Esta história começa há uns quatro meses, em uma das minhas voltas de caminhada e exploração, que, invariavelmente, tentam percorrer itinerários menos habituais, quando encontrei uma caixa de cartão com livros, junto a uns caixotes de lixo no “bairro dos sinistrados”. Tinham todos capa preta e eram da mesma coleção de especulação paracientífica, área que agora me interessa pouco, mas que fez sucesso nas décadas de 70 e 80. Percorrendo os títulos, acabei por me agradar de “Os arquivos do insólito”. No meio deles, uma agenda de 2007, de tamanho próximo do dos livros — menor que o A4 —, que aparentemente tinha sido usada como diário. Movido por uma curiosidade voyeurista, acabei por a trazer para casa, também.
Era uma dessas agendas com umas quantas folhas iniciais de informações supostamente úteis, como a conversão entre as medidas inglesas e as do sistema métrico, as distâncias quilométricas entre cidades europeias, os feriados municipais de dezenas de concelhos portugueses, os cálculos de volumes de sólidos simples, e outras irrelevâncias de uso incerto. O resto apresentava três dias por página e estava parcialmente manuscrito. Havia muitos dias em branco, mas o espaço de outros estava aproveitado até às margens, em letra tanto mais pequena quanto o autor percebia que tinha mais para dizer do que o espaço disponível. Havia mesmo dias que invadiam o espaço dos seguintes.

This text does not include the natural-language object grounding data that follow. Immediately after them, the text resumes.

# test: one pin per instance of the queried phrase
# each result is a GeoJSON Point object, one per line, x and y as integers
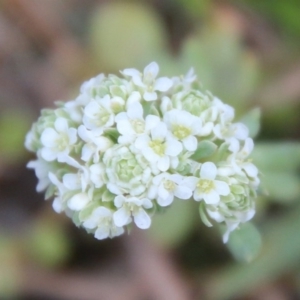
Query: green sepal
{"type": "Point", "coordinates": [203, 215]}
{"type": "Point", "coordinates": [252, 121]}
{"type": "Point", "coordinates": [112, 133]}
{"type": "Point", "coordinates": [205, 149]}
{"type": "Point", "coordinates": [50, 191]}
{"type": "Point", "coordinates": [237, 189]}
{"type": "Point", "coordinates": [108, 196]}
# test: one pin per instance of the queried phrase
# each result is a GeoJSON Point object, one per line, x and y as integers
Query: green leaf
{"type": "Point", "coordinates": [205, 149]}
{"type": "Point", "coordinates": [252, 121]}
{"type": "Point", "coordinates": [245, 242]}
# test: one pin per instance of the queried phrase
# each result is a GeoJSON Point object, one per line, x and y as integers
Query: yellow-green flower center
{"type": "Point", "coordinates": [62, 142]}
{"type": "Point", "coordinates": [158, 146]}
{"type": "Point", "coordinates": [169, 185]}
{"type": "Point", "coordinates": [205, 185]}
{"type": "Point", "coordinates": [181, 131]}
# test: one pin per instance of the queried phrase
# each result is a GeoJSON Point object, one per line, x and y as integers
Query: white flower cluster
{"type": "Point", "coordinates": [128, 145]}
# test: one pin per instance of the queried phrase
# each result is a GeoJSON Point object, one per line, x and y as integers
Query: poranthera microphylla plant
{"type": "Point", "coordinates": [128, 145]}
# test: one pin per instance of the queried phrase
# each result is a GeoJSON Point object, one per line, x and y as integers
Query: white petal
{"type": "Point", "coordinates": [151, 121]}
{"type": "Point", "coordinates": [241, 131]}
{"type": "Point", "coordinates": [222, 187]}
{"type": "Point", "coordinates": [150, 155]}
{"type": "Point", "coordinates": [142, 141]}
{"type": "Point", "coordinates": [150, 96]}
{"type": "Point", "coordinates": [216, 215]}
{"type": "Point", "coordinates": [72, 134]}
{"type": "Point", "coordinates": [71, 181]}
{"type": "Point", "coordinates": [248, 146]}
{"type": "Point", "coordinates": [87, 152]}
{"type": "Point", "coordinates": [208, 171]}
{"type": "Point", "coordinates": [163, 163]}
{"type": "Point", "coordinates": [57, 205]}
{"type": "Point", "coordinates": [121, 217]}
{"type": "Point", "coordinates": [102, 233]}
{"type": "Point", "coordinates": [135, 111]}
{"type": "Point", "coordinates": [48, 154]}
{"type": "Point", "coordinates": [131, 72]}
{"type": "Point", "coordinates": [183, 192]}
{"type": "Point", "coordinates": [119, 201]}
{"type": "Point", "coordinates": [207, 129]}
{"type": "Point", "coordinates": [147, 203]}
{"type": "Point", "coordinates": [141, 219]}
{"type": "Point", "coordinates": [83, 133]}
{"type": "Point", "coordinates": [250, 169]}
{"type": "Point", "coordinates": [165, 201]}
{"type": "Point", "coordinates": [234, 145]}
{"type": "Point", "coordinates": [163, 84]}
{"type": "Point", "coordinates": [125, 127]}
{"type": "Point", "coordinates": [162, 192]}
{"type": "Point", "coordinates": [173, 148]}
{"type": "Point", "coordinates": [212, 197]}
{"type": "Point", "coordinates": [61, 125]}
{"type": "Point", "coordinates": [190, 143]}
{"type": "Point", "coordinates": [78, 201]}
{"type": "Point", "coordinates": [134, 97]}
{"type": "Point", "coordinates": [151, 70]}
{"type": "Point", "coordinates": [49, 137]}
{"type": "Point", "coordinates": [159, 132]}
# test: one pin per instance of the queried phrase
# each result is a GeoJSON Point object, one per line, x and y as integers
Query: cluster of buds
{"type": "Point", "coordinates": [129, 145]}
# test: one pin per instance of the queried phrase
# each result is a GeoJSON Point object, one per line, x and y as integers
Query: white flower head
{"type": "Point", "coordinates": [207, 187]}
{"type": "Point", "coordinates": [148, 82]}
{"type": "Point", "coordinates": [57, 142]}
{"type": "Point", "coordinates": [129, 142]}
{"type": "Point", "coordinates": [132, 207]}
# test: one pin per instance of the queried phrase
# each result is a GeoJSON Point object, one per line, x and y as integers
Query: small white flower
{"type": "Point", "coordinates": [238, 159]}
{"type": "Point", "coordinates": [95, 143]}
{"type": "Point", "coordinates": [184, 126]}
{"type": "Point", "coordinates": [132, 207]}
{"type": "Point", "coordinates": [207, 187]}
{"type": "Point", "coordinates": [77, 181]}
{"type": "Point", "coordinates": [97, 174]}
{"type": "Point", "coordinates": [127, 172]}
{"type": "Point", "coordinates": [80, 200]}
{"type": "Point", "coordinates": [102, 219]}
{"type": "Point", "coordinates": [131, 123]}
{"type": "Point", "coordinates": [166, 186]}
{"type": "Point", "coordinates": [57, 142]}
{"type": "Point", "coordinates": [159, 147]}
{"type": "Point", "coordinates": [100, 113]}
{"type": "Point", "coordinates": [148, 81]}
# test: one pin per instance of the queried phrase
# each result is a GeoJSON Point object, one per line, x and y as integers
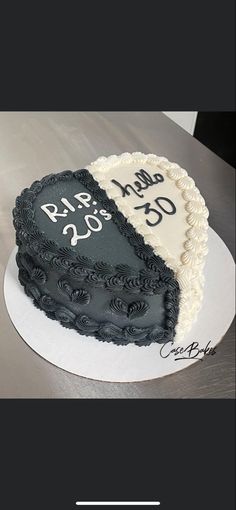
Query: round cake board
{"type": "Point", "coordinates": [88, 357]}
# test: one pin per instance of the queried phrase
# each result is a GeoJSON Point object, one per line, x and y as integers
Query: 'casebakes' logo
{"type": "Point", "coordinates": [192, 351]}
{"type": "Point", "coordinates": [143, 504]}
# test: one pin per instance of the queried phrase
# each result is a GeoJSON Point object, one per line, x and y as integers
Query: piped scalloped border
{"type": "Point", "coordinates": [189, 269]}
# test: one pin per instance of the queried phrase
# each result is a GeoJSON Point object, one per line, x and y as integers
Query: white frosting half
{"type": "Point", "coordinates": [179, 238]}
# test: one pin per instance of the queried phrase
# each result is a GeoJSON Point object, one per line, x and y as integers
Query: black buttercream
{"type": "Point", "coordinates": [39, 258]}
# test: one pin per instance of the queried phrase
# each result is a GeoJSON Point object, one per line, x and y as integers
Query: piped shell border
{"type": "Point", "coordinates": [189, 269]}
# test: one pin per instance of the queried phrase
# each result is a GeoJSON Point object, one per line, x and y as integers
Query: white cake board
{"type": "Point", "coordinates": [88, 357]}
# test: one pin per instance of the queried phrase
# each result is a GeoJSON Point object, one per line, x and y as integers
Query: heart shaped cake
{"type": "Point", "coordinates": [116, 250]}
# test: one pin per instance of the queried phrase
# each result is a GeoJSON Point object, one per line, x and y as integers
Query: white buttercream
{"type": "Point", "coordinates": [180, 239]}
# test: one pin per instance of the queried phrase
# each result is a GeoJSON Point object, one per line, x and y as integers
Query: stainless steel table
{"type": "Point", "coordinates": [32, 144]}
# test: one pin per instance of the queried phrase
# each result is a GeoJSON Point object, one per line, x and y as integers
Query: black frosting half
{"type": "Point", "coordinates": [110, 285]}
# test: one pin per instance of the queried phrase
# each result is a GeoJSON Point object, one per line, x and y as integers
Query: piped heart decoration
{"type": "Point", "coordinates": [131, 310]}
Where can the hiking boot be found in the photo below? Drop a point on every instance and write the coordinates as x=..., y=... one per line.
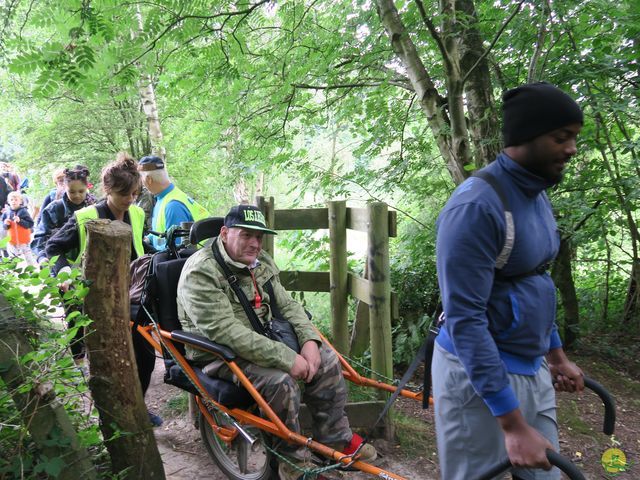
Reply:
x=366, y=454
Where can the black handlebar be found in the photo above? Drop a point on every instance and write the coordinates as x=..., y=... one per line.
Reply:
x=563, y=463
x=607, y=400
x=555, y=458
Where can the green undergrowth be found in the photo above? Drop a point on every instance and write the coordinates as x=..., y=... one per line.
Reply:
x=177, y=405
x=414, y=437
x=571, y=418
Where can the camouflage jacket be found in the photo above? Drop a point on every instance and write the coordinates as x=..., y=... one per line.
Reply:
x=207, y=306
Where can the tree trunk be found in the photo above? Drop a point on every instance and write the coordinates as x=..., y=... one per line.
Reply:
x=632, y=302
x=563, y=278
x=456, y=154
x=41, y=411
x=483, y=124
x=114, y=382
x=150, y=105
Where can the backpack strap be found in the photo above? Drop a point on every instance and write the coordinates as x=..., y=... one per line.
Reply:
x=510, y=231
x=235, y=286
x=275, y=311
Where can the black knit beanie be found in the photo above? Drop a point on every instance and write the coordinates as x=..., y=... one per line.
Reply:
x=531, y=110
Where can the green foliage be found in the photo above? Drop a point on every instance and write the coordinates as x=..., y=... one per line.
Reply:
x=312, y=99
x=35, y=302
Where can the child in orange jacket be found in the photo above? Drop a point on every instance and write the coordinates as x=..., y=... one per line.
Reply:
x=18, y=223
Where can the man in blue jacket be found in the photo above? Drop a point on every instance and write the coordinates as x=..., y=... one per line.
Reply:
x=498, y=356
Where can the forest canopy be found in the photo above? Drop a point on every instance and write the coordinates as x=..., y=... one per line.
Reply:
x=309, y=101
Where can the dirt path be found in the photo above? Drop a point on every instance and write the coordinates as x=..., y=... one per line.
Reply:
x=580, y=421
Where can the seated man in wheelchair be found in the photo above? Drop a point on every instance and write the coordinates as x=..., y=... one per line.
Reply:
x=208, y=305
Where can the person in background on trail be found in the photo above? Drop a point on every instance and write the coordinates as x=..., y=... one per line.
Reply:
x=172, y=205
x=18, y=224
x=146, y=201
x=56, y=193
x=121, y=184
x=8, y=173
x=74, y=197
x=498, y=355
x=5, y=189
x=208, y=306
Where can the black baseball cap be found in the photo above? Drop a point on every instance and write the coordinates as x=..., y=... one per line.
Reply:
x=150, y=163
x=247, y=216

A letra era relativamente bem desenhada e fui lendo as observações do quotidiano de alguém que, aparentemente, vivia de apanhar e vender metal, além de explorar uma horta urbana clandestina. Nada de especialmente movimentado ou excitante, mas, a certa altura, o relato terminava abruptamente e percebia-se que a folha seguinte tinha sido rasgada pela base. Caramba! Este pormenor acicatou-me mais a curiosidade do que o facto de ter encontrado a agenda. Teria a folha sido rasgada por conter alguma peripécia comprometedora ou o autor do diário tinha simplesmente precisado dela para escrever um recado? A curiosidade era grande, mas nada podia fazer.

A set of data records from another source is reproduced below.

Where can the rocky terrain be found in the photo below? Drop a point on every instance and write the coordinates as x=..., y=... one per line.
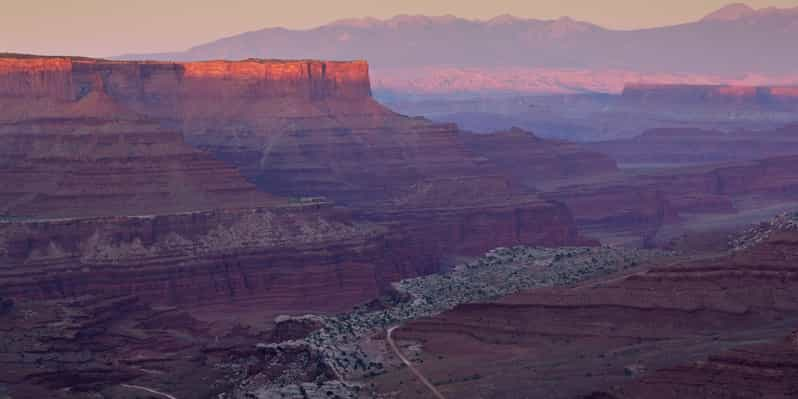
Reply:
x=299, y=129
x=619, y=115
x=689, y=146
x=689, y=328
x=336, y=357
x=532, y=160
x=714, y=45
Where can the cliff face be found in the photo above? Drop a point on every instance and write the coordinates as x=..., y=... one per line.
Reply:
x=294, y=128
x=285, y=259
x=533, y=161
x=680, y=330
x=146, y=86
x=86, y=167
x=710, y=94
x=104, y=195
x=690, y=146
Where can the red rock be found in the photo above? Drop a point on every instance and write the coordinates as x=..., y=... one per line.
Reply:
x=693, y=146
x=533, y=161
x=569, y=342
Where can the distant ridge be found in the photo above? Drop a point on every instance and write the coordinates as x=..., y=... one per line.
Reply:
x=736, y=43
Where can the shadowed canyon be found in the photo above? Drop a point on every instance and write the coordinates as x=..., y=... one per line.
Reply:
x=437, y=225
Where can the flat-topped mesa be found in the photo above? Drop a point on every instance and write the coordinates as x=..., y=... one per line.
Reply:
x=709, y=94
x=86, y=167
x=171, y=89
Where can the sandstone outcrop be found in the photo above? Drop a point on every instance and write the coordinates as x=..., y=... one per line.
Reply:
x=295, y=129
x=107, y=196
x=684, y=146
x=754, y=371
x=569, y=342
x=533, y=160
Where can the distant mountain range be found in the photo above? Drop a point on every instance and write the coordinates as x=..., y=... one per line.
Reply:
x=734, y=41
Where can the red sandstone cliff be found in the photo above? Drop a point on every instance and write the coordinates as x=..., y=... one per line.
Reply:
x=710, y=94
x=632, y=336
x=99, y=146
x=294, y=128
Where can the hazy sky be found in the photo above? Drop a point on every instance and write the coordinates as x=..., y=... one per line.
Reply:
x=112, y=27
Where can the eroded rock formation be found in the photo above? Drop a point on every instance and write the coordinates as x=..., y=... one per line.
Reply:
x=637, y=333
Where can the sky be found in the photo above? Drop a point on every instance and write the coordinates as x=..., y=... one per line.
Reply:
x=100, y=28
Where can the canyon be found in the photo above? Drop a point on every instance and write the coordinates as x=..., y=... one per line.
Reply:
x=686, y=328
x=279, y=183
x=165, y=214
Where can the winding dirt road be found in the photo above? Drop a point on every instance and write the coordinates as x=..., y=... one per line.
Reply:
x=413, y=369
x=149, y=390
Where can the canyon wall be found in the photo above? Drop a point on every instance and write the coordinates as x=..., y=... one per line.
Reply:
x=675, y=146
x=710, y=94
x=681, y=329
x=200, y=183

Nada podia fazer em estado de vigília, mas, quando acordei na manhã seguinte, o trabalho do meu espírito, enquanto dormia, deu frutos. Lembrei-me de ter visto num filme, talvez policial, uma situação semelhante em que o protagonista tinha conseguido reconstituir o que tinha sido escrito, pela análise laboriosa dos sulcos produzidos nas folhas adjacentes pela pressão da ponta da esferográfica na folha arrancada. Inclinando a página seguinte, percebi a existência desses sulcos. O principal estava provado; a técnica para conseguir ler os ditos sulcos fui buscá-la à Internet. Após uma semana de trabalho paciente e meticuloso — polvilhamento com pó de café, meia-linha a meia-linha, aplicação de luz rasante, fotografia de alto contraste —, consegui reconstituir todo o texto desaparecido, que tinha ocupado as duas faces da folha. Aplicar a técnica à folha anterior e já escrita foi mais delicado e moroso, mas no fim consegui ler tudo.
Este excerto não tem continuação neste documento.